By: David Kanter (dkanter.delete@this.realworldtech.com), May 31, 2013 3:08 pm
Room: Moderated Discussions
Sebastian Soeiro (sebastian_2896.delete@this.hotmail.com) on May 31, 2013 2:22 pm wrote:
> Ricardo B (ricardo.b.delete@this.xxxxx.xx) on May 31, 2013 12:22 pm wrote:
> > Sebastian Soeiro (sebastian_2896.delete@this.hotmail.com) on May 31, 2013 6:59 am wrote:
> >
> > > The array example definitely helped. Though one more about AGU's; say a AGU is given an
> > > instruction to calculate the virtual address of (array+4), and it does so successfully.
> > > Where would the result of the virtual address be stored, and how would it be used?
> >
> > Usually, the virtual address calculated by the AGU is forwarded directly
> > to the DTLB and L1 D$ to be used as an address for a store/load.
> >
> > It's also possible to store the address calculated by the AGU into a register for other uses.
> >
> > > - Sorry, I still don't quite understand how multi-threading works. If there are two programs,
> > > one of each using one thread, how does a single execution unit perform as two?
> >
> > For example, while an Ivy Bridge CPU can in theory sustain 6 µOPs per clock, in practice most
> > software runs at ~1 µOP per clock, due to instruction dependencies and other things.
> >
> > There is thus, lots of free time to execute instructions for a second thread.
> >
> >
>
> Thanks again for the reply!
>
> - Oh, so the AGU is sort of like a "decoder" for store and load operations? So hopefully my understanding
> is correct now;
It's not a decoder. It calculates the address, based on the instructions used in the code. Instructions have very different addressing modes, and the AGU needs to be able to handle all of them. Most address calculations are simple, but they can be quite complex, involving multiplication and addition.
> The scheduler gives a location for the AGU to decode, which can either be simple
> (EDX1) or complex (EDX2+2/5^65%4),
It's specified by an instruction, not the scheduler. It might get held in the scheduler temporarily. Honestly, you might find it beneficial to read some of my other articles, such as http://www.realworldtech.com/barcelona/ they have a good narration of the pipeline.

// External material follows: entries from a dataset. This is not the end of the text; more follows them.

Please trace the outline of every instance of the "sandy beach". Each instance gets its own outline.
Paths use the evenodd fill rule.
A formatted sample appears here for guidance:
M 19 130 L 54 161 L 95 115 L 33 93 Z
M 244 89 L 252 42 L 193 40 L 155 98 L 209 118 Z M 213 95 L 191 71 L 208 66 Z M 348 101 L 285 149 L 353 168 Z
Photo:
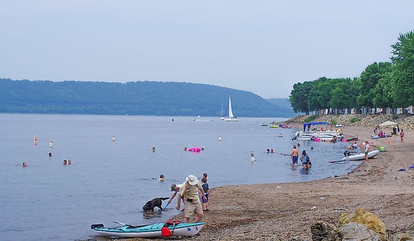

>and once it figures out what the virtual address of this location
> is, it sends the request to the DTLB, which performs a look up of this virtual address, which finds
> where the data is,
That's correct, the DTLB converts from virtual to physical addresses.
>and then requests it from wherever it is through the caches into the data cache
> for the execution units to utilize? Hopefully I've gotten it right by now...
It requests that address from the cache and loads it into a register. Which is why we call it a load.
Stores work rather differently, since it is moving data from a register to the memory.
David
> Ricardo B (ricardo.b.delete@this.xxxxx.xx) on May 31, 2013 12:22 pm wrote:
> > Sebastian Soeiro (sebastian_2896.delete@this.hotmail.com) on May 31, 2013 6:59 am wrote:
> >
> > > The array example definitely helped. Though one more about AGU's; say a AGU is given an
> > > instruction to calculate the virtual address of (array+4), and it does so successfully.
> > > Where would the result of the virtual address be stored, and how would it be used?
> >
> > Usually, the virtual address calculated by the AGU is forwarded directly
> > to the DTLB and L1 D$ to be used as an address for a store/load.
> >
> > It's also possible to store the address calculated by the AGU into a register for other uses.
> >
> > > - Sorry, I still don't quite understand how multi-threading works. If there are two programs,
> > > one of each using one thread, how does a single execution unit perform as two?
> >
> > For example, while an Ivy Bridge CPU can in theory sustain 6 µOPs per clock, in practice most
> > software runs at ~1 µOP per clock, due to instruction dependencies and other things.
> >
> > There is thus, lots of free time to execute instructions for a second thread.
> >
> >
>
> Thanks again for the reply!
>
> - Oh, so the AGU is sort of like a "decoder" for store and load operations? So hopefully my understanding
> is correct now;
It's not a decoder. It calculates the address, based on the instructions used in the code. Instructions have very different addressing modes, and the AGU needs to be able to handle all of them. Most address calculations are simple, but they can be quite complex, involving multiplication and addition.
> The scheduler gives a location for the AGU to decode, which can either be simple
> (EDX1) or complex (EDX2+2/5^65%4),
It's specified by an instruction, not the scheduler. It might get held in the scheduler temporarily. Honestly, you might find it beneficial to read some of my other articles, such as http://www.realworldtech.com/barcelona/ they have a good narration of the pipeline.
>and once it figures out what the virtual address of this location
> is, it sends the request to the DTLB, which performs a look up of this virtual address, which finds
> where the data is,
That's correct, the DTLB converts from virtual to physical addresses.
>and then requests it from wherever it is through the caches into the data cache
> for the execution units to utilize? Hopefully I've gotten it right by now...
It requests that address from the cache and loads it into a register. Which is why we call it a load.
Stores work rather differently, since it is moving data from a register to the memory.
David